Stocks to Sell Now: Apple (AAPL)
As I discussed recently, Apple (NASDAQ:AAPL) is likely to fall victim to the winner’s curse. AAPL stock recently became the first ever to reach a $1 trillion market cap. However, in the past, stocks that ascended to the top of the market cap pyramid have tended to underperform pretty badly going forward.
It’s not hard to see why. Once companies get huge, it is much harder to keep growing. Regulatory and anti-trust risks mount. The entrepreneurial spirit starts to fade as a company’s visionaries retire or move elsewhere. And it is harder to attract young talent, as the payoff of rising the organization chart at a huge company is less than at a more nimble smaller firm.
These aren’t insurmountable challenges for Apple. In all likelihood, for long-term investors, there are still more gains to be had in AAPL stock. But don’t expect huge, market-beating returns anytime soon. In fact, if anything, AAPL stock has ramped up as of late because the S&P 500 has pushed to new highs, and the influx of investor money in the index has triggered forced buying into Apple, as the index’s largest-component. With the P/E ratio up to 20 — unusually high for Apple — and the stock up 40 points since last earnings, however, now is the time to ring the register.
AAPL stock could drop back to $200 much quicker than you might expect, making it one of the smart stocks to sell now.
Stocks to Sell Now: PepsiCo (PEP)
PepsiCo (NYSE:PEP) has bounced back after a rough start to 2018. PEP stock dipped from $120 in February to as low as $97 this spring. Now back up to $112, this is a good time to take profits, as Pepsi still faces various headwinds.
PEP stock has outperformed its consumer staple peers recently. But make no mistake, the sector has problems. For one, rising interest rates motivate investors to dump dividend-heavy stocks such as food and beverage firms. The sector has gotten crushed over the past 12 months, and Pepsi has significantly outperformed.
That could change though. Consumer and dietary trends continue to serve as a longer-term headwind for PEP stock. Soda sales are in seemingly terminal (albeit gradual) decline in North America and Europe. And while Pepsi’s snack foods are holding up better, nutritional preferences and government regulation, via tools such as fat taxes, could sting here as well.
Pepsi still has great brands, but with many of its peers trading under 15x earnings now, it’s worth asking if PEP stock should still trade at 20x.
Stocks to Sell Now: Simon Property Group (SPG)

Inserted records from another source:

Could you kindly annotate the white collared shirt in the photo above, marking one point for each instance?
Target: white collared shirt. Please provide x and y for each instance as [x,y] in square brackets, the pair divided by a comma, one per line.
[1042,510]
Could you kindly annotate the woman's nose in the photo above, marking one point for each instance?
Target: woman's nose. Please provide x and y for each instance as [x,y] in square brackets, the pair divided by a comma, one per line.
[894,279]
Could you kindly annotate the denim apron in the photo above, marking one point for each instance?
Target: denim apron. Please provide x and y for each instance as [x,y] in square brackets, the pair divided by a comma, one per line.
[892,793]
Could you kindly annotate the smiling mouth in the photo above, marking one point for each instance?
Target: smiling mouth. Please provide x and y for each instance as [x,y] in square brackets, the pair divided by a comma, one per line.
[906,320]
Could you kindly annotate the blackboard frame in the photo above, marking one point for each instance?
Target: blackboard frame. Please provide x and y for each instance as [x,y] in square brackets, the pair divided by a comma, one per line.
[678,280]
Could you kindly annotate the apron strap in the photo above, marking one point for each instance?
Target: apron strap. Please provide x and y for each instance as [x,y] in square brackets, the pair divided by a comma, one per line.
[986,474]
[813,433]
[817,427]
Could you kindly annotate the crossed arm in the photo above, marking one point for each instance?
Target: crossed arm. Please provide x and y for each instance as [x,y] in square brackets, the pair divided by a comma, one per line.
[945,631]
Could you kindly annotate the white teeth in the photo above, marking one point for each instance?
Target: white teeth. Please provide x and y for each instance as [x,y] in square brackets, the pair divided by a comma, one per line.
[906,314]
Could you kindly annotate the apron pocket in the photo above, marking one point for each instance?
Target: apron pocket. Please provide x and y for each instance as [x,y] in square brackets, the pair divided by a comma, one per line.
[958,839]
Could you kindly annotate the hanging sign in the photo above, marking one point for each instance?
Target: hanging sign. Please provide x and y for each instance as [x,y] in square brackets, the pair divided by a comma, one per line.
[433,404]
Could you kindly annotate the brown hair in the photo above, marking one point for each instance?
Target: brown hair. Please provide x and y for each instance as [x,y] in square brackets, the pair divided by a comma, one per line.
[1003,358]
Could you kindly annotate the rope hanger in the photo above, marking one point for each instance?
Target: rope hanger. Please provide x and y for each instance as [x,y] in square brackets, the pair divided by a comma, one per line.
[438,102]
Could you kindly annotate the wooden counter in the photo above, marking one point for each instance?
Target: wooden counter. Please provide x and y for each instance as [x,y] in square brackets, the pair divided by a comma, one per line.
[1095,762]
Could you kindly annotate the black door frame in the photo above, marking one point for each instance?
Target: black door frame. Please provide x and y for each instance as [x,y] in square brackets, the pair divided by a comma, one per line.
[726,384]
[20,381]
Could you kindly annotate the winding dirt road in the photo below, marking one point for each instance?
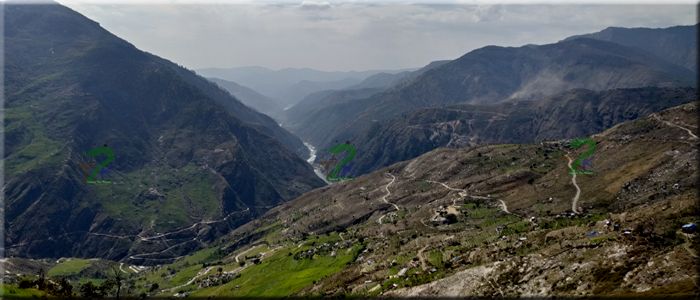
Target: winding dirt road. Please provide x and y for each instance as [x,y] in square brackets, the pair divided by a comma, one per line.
[388,193]
[692,135]
[574,201]
[421,258]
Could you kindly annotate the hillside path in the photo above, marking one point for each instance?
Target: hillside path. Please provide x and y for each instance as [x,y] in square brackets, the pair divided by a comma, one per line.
[574,201]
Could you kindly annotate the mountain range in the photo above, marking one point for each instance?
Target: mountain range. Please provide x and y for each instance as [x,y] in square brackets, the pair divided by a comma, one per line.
[465,180]
[290,85]
[179,141]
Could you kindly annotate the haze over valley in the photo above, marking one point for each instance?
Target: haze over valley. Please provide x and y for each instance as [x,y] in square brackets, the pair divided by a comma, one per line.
[349,149]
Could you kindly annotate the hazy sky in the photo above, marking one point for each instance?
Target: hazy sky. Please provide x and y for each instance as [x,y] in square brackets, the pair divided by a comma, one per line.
[358,35]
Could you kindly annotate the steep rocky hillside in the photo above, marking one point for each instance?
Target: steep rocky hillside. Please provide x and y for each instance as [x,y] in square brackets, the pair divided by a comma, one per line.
[497,220]
[566,115]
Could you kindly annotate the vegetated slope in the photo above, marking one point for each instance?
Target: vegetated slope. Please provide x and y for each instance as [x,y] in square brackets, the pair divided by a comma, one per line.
[677,44]
[493,74]
[190,163]
[565,115]
[491,220]
[250,97]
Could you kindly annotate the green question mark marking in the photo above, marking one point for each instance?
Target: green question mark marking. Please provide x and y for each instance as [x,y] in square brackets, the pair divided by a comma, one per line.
[333,175]
[577,143]
[94,153]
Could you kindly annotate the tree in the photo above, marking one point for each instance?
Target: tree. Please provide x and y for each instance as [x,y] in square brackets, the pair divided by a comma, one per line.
[89,290]
[66,289]
[154,287]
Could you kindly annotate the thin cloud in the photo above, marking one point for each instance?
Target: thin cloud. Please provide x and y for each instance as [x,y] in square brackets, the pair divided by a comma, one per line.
[331,35]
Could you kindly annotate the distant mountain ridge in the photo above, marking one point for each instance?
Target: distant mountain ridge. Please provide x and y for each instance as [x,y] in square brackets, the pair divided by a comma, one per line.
[677,44]
[289,85]
[569,114]
[491,75]
[250,97]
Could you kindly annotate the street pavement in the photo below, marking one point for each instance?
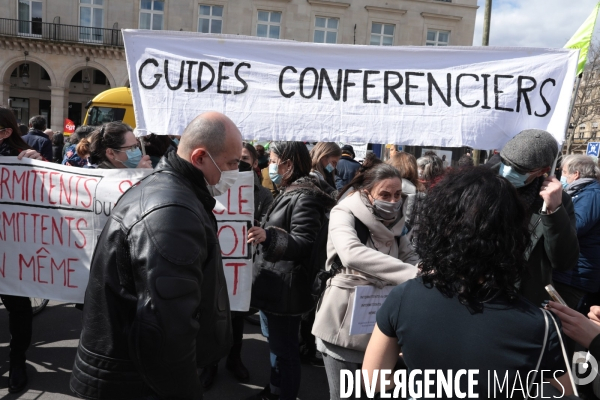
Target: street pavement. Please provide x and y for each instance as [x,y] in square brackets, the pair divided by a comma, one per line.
[56,335]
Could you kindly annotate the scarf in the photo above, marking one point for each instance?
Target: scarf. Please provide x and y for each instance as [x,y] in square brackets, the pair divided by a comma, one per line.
[192,175]
[577,185]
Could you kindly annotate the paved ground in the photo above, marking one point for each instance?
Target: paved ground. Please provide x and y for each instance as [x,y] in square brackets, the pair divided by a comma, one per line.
[55,338]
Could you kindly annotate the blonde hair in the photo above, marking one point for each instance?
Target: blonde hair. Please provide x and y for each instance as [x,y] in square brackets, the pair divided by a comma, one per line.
[322,150]
[406,163]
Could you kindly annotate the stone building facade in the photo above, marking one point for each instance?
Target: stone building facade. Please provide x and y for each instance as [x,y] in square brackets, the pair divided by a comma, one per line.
[56,55]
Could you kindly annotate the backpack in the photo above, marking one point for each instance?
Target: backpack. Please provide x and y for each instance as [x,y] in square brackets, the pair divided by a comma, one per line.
[318,258]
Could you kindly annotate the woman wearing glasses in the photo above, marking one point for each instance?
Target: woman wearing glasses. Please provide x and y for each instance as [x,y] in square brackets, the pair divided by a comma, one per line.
[115,146]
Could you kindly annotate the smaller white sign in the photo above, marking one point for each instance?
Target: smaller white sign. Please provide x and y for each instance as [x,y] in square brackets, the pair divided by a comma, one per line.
[367,301]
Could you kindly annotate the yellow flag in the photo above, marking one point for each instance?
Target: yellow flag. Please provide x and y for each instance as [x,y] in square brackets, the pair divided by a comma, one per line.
[583,37]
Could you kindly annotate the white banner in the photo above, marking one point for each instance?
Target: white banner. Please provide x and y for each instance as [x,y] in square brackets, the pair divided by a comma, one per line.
[284,90]
[51,216]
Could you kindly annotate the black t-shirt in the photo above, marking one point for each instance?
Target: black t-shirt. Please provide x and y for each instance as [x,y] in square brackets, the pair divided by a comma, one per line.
[437,332]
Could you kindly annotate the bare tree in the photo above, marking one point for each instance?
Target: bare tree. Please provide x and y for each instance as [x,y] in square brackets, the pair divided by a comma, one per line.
[587,103]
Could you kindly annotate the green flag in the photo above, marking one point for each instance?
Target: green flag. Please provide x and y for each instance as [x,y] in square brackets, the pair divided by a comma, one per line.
[583,37]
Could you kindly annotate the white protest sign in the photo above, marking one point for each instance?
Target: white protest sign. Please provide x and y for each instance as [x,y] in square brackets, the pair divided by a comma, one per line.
[367,301]
[235,215]
[285,90]
[360,150]
[52,214]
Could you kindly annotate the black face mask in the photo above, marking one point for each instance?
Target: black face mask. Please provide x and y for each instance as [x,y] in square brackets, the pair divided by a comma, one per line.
[244,166]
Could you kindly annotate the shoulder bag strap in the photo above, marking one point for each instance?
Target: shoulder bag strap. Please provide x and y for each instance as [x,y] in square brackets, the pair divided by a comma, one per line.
[562,346]
[537,368]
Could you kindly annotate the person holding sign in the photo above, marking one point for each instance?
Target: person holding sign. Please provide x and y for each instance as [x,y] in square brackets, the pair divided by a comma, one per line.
[281,289]
[19,308]
[581,180]
[157,306]
[525,161]
[262,201]
[115,146]
[464,309]
[385,258]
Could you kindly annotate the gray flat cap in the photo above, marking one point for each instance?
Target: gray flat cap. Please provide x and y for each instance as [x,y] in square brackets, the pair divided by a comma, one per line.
[531,149]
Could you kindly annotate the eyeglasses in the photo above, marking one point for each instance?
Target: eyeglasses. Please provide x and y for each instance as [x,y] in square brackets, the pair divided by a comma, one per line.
[132,147]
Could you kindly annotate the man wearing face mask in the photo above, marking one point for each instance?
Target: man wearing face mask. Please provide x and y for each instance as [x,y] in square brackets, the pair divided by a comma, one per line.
[524,162]
[156,306]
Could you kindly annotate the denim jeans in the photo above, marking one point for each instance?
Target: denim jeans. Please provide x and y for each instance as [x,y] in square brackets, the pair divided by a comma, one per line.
[282,334]
[20,317]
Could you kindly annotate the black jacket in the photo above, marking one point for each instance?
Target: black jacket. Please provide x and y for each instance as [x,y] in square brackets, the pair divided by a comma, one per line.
[282,285]
[554,247]
[40,142]
[156,305]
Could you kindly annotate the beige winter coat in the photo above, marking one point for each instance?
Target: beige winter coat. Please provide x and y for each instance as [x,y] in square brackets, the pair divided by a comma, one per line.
[383,260]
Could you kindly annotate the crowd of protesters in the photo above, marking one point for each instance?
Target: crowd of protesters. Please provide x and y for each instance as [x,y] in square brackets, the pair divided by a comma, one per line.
[467,249]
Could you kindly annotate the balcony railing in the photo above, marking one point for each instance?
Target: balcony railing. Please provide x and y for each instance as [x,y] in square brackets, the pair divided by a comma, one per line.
[61,32]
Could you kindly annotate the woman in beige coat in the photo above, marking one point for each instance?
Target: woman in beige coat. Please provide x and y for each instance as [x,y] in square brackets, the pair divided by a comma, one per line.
[386,259]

Source: m01229 via Flickr (Modified)
At least as far as Wall Street goes, the Retail Apocalypse has been postponed. A couple of somewhat better quarters for retailers, both mall and free-standing, has put the “e-commerce killing brick and mortar retail” discussion on hold. That doesn’t mean that the story is over, however.
And yet, judging by Simon Property Group (NYSE:SPG) — America’s largest mall operator — you’d think good times were here again. SPG stock, which careened downward from $225 to $150 in recent quarters, is now back over $180. And yet, while the bad news has slowed down in the mall space, it’s hard to say that the coast is clear. Major department store chain Bon-Ton had to shut down its operations earlier this year. Sears Holding (NASDAQ:SHLD) and JC Penney (NYSE:JCP) keep putting up dismal results and their stocks plummet ever-lower. Numerous in-line retail tenants also remain in significant trouble.
That’d all be fine if Simon were priced as a bargain. But at 15x funds from operations — high for a normal REIT let alone a shopping REIT in the days of ecommerce — the valuation is aggressive. The dividend yield of 4.4% is also insufficient for either a mall operator or a REIT in a time when in interest rates are surging.
Some malls will continue to prosper in the future, but Simon stock is priced much too optimistically now. In all likelihood, you can sell it at these levels and buy it significantly cheaper when the next recession hits.
At the time of this writing, Ian Bezek held no positions in any of the aforementioned securities.